Surging stocks make investors feel smart. Pay heed to the many ways you can go wrong.
By MORGAN HOUSEL
With the S&P 500 near an all-time high and the Nasdaq Composite approaching the 5000 mark for the first time since the dot-com bubble, it may feel like investing is easier than ever. It is times like these when paying attention to what not to do becomes crucial.
How do you become a better investor? Learn the basics. Study the masters. Seek out quality advice.
But some of the most important investing moves are the actions you don’t take, the forecasts you don’t read, the advice you ignore and the feelings you reject.
Here are nine mistakes to watch out for:
Feeling certain. Thinking that you “know” what some stock, or the market, is going to do puts you on the expressway to regret. There are no certainties in markets, only probabilities. It is far better to trust someone who says there is a 60% chance that the market will rise this year than someone who guarantees it. The graveyard of poor investing decisions is filled with people who left no room for error in their forecasts.
Extrapolating the recent past into the future. People have a burning desire to forecast, and minds have a burning desire to follow the path of least resistance. The easiest, and often most common, forecast is to assume the future will resemble the recent past. After stocks rise—like they have recently—investors assume they will keep rising. After stocks fall—like they did in 2008—they extrapolate and forecast further declines.
This may work for a while, but market turning points tend to come when conviction that a bull or bear market will continue is at its highest. While forecasting moves in straight lines, history moves in cycles and sudden spurts.
People selling financial products on commission. As the saying goes, “Never ask a barber if you need a haircut.” The answer is perfectly predictable. As a corollary, never ask a commissioned broker whether buying or selling a financial product is a good idea.
Self-interest is one of the most powerful forces in the world and can influence otherwise good, honest people to put their pocketbook before yours. Uncommissioned, fee-only financial advice is the best option in most financial matters.
Feeling smarter after the market rises. Everyone loves a bull market. You can make money without much effort. But that feeling can be dangerous, because it can increase your confidence more than your ability.
If you have done great as an investor over the past five years, check your ego at the door. Almost everyone has done well. The true test of investor skill is how you react during times of panic and distress.

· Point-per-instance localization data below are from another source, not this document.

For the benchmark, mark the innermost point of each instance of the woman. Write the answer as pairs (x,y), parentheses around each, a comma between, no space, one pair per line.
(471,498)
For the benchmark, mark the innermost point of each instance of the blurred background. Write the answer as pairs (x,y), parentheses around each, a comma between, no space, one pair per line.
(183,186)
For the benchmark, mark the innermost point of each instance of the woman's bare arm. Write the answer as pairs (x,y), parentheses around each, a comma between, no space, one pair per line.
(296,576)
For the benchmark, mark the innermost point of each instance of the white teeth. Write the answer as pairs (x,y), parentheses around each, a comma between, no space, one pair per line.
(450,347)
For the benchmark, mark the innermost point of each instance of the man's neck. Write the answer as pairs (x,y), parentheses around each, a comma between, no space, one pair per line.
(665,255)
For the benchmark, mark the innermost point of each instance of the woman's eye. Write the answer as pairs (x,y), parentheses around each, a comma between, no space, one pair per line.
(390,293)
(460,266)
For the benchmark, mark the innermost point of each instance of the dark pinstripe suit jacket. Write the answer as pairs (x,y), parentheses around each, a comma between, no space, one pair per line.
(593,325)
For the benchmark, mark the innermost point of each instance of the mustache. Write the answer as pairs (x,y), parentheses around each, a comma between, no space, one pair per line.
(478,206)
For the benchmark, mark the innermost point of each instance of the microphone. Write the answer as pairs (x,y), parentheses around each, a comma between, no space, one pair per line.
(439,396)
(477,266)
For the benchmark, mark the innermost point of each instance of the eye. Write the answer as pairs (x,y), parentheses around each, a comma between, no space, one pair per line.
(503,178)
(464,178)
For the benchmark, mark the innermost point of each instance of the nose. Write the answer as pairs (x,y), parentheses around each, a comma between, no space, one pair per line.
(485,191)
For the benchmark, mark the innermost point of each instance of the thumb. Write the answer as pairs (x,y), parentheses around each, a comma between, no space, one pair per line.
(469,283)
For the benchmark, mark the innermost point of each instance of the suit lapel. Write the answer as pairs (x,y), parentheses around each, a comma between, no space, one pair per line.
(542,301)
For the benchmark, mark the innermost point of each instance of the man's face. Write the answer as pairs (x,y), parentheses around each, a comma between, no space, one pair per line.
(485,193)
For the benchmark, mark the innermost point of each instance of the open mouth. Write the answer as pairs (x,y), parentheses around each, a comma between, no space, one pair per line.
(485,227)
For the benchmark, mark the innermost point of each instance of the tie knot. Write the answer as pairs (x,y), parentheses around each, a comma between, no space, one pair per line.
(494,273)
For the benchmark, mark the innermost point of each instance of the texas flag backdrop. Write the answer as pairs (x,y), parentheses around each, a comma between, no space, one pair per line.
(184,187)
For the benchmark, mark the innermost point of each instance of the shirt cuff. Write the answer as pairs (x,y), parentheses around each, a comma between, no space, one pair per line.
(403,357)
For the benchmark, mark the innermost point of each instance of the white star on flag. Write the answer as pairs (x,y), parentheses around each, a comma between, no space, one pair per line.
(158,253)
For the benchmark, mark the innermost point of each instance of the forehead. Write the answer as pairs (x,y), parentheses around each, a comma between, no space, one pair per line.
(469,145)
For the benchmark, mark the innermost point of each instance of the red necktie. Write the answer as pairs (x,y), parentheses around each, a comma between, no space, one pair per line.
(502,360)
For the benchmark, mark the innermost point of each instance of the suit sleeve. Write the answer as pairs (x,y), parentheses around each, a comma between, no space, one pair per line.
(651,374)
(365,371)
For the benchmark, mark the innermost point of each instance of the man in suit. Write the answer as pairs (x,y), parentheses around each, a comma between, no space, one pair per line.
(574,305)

Feeling victimized after the market drops. After every big market drop comes the finger-pointing. People blame Wall Street, high-frequency traders, politicians and stockbrokers. The truth is anyone owning stocks has signed up for a game with a history of repeated busts, crashes, pullbacks and bear markets. It is the norm.
The more victimized you feel after a market drop, the less likely you are to learn how normal and inevitable these drops are. Learn more and complain less, and you will be better off in the long run.
Impatience. Investing requires, more than anything, patience and discipline. But it often attracts the impatient and impulsive.
Markets tend to produce strong long-term returns, but the desire to pull those returns forward and earn more money now, today, has caused more misery and remorse than perhaps anything else in this business. Lengthening your time horizon is one of the best things anyone can do to improve his or her investment outcomes.
Letting partisan views guide your investment decisions. Don’t let your political views influence your investment decisions. By all means, use your morals to influence your choices—say, by investing in green energy, or avoiding tobacco companies. But realize that markets are ultimately driven by long-term corporate earnings, while politics are ultimately driven by the two-year election cycle.
Worrying about things you can’t control. You have no control over what the Federal Reserve will do next, who will win the next election, whether a company will meet earnings expectations, OPEC’s oil-output decisions or the next monthly jobs report.
You do have control over your own expectations, asset allocation, reactions to market volatility and the people you choose to listen to for financial advice. Use the time and energy devoted to the former to improve the latter.
Refusing to change your mind when the facts change. In financial punditry, points are awarded for confidence and consistency. People love a pundit who pounds the table, foretelling the future without wavering an inch. Indeed, in 2013 two economics graduate students from Washington State University showed that confidence trumped accuracy when measuring the popularity of pundit predictions.
While confidence and consistency make for good entertainment, humility and open-mindedness makes for better advice. The analyst who isn’t afraid to say, “I don’t know” and “I’ve updated my forecast now that information has changed” may never be popular, but he or she is the one you want to listen to.
Morgan Housel is a columnist at the Motley Fool.